© Manfred Thomas
Kultur: „Ich hatte nie ganz große Lebensträume“
Der Potsdamer Regisseur Andreas Dresen, der heute 50 Jahre alt wird, über das Älterwerden, die Lust auf Familie und neue Film- und Opernprojekte
Stand:
Herr Dresen, Sie werden heute 50 Jahre. Macht Ihnen das Älterwerden ein bisschen Angst?
Ich bin überhaupt nicht derjenige, der sich aufgrund des Alters in die Trauerecke zurückzieht. Ganz im Gegenteil. Ich lasse es ordentlich krachen und mache ein großes Fest mit Freunden und Weggefährten. Und dann geht das Leben ganz normal weiter. 50 ist wie 49.
In Ihren Filmen ist das Alter aber durchaus ein Thema.

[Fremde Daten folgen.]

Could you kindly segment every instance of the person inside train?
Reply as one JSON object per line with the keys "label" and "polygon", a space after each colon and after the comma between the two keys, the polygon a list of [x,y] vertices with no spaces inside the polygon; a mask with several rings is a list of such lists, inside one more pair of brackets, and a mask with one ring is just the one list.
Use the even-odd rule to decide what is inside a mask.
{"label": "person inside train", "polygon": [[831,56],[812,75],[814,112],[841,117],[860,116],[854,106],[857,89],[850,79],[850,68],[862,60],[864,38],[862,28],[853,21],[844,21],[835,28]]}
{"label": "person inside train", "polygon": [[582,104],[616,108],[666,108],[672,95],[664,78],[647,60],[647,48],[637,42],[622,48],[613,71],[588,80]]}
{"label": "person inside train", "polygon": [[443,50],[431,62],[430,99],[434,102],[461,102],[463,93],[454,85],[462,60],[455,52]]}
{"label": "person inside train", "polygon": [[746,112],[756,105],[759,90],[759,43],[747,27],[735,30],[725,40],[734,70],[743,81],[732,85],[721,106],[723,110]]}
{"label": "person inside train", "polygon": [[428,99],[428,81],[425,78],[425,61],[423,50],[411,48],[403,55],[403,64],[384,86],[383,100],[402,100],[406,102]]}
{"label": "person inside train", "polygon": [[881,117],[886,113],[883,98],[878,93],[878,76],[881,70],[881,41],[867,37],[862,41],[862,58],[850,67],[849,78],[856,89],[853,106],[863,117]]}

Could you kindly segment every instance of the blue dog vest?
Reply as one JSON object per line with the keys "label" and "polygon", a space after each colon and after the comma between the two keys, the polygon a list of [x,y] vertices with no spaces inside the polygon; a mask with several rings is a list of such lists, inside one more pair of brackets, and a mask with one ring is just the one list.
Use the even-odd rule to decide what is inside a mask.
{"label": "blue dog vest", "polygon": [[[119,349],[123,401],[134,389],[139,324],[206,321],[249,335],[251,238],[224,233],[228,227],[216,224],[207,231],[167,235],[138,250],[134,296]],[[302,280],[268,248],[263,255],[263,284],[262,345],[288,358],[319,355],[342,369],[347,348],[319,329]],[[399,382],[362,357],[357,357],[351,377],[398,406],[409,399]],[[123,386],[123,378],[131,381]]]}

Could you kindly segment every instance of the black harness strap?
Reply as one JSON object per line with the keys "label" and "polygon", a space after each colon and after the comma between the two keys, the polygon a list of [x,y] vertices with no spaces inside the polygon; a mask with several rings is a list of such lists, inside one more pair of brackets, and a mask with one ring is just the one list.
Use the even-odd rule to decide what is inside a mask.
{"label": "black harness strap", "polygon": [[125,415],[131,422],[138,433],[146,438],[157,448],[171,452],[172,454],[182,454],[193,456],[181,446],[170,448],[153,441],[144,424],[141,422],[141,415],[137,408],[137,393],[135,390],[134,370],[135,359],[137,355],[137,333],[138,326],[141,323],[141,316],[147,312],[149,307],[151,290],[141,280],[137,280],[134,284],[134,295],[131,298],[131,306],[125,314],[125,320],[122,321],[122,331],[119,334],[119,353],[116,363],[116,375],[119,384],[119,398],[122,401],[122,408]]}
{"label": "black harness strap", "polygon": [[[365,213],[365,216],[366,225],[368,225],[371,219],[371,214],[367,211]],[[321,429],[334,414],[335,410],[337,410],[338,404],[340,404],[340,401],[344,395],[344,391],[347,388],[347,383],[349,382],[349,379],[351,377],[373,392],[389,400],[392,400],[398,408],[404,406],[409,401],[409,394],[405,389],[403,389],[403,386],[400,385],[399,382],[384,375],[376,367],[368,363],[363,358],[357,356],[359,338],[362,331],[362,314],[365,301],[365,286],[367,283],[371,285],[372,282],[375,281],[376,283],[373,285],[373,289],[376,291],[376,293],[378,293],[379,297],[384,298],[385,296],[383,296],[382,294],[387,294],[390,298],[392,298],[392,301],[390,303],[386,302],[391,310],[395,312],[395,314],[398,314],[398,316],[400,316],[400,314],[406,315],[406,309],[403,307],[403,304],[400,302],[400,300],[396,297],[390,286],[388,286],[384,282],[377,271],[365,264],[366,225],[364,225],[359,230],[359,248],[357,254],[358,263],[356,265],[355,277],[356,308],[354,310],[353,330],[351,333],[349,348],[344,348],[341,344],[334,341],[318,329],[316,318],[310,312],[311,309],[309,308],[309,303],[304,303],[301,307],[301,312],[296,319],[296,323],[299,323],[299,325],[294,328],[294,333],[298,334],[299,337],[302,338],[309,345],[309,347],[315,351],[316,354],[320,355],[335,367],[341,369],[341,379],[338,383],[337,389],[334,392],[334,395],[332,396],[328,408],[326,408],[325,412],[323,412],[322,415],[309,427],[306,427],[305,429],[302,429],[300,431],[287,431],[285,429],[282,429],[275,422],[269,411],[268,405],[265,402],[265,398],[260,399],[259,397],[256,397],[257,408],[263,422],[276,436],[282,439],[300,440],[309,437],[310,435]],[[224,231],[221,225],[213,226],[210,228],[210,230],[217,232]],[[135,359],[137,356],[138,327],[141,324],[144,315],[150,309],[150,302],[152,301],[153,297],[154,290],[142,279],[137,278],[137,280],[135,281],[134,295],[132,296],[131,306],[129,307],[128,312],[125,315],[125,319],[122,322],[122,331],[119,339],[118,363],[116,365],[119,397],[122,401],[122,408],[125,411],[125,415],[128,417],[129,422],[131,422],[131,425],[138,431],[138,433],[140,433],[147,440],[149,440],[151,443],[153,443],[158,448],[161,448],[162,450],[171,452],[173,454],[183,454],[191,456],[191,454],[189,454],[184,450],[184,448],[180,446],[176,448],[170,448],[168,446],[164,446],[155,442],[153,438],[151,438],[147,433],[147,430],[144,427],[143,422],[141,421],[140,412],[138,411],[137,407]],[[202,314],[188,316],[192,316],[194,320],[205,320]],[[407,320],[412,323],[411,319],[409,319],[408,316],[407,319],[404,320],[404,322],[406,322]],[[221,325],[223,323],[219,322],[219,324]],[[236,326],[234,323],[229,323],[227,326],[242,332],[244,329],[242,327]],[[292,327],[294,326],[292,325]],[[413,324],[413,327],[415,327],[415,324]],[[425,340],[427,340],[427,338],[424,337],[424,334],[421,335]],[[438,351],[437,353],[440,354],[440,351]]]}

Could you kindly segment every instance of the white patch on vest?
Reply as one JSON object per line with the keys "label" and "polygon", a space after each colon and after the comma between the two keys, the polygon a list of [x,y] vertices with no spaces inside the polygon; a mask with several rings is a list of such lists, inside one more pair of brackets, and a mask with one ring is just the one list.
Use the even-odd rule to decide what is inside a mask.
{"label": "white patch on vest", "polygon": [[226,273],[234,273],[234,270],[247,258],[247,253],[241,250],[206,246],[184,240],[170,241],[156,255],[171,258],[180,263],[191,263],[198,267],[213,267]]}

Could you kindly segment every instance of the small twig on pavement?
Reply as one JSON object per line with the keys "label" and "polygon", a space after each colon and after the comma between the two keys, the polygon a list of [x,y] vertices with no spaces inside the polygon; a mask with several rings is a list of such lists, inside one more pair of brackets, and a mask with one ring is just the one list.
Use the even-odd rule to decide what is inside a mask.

Ja, ich habe mich schon mit den Endlichkeiten des Lebens auseinander gesetzt: in „Halt auf freier Strecke“ oder in „Wolke 9“. Diese Themen kamen aber nicht zu mir, weil ich jetzt 50 werde, sondern begleiten mich schon ein paar Jahre. Wenn man älter wird, beginnt man, sich mit diesen Fragen zu beschäftigen und das spiegelt sich dann eben auch in den Geschichten wider.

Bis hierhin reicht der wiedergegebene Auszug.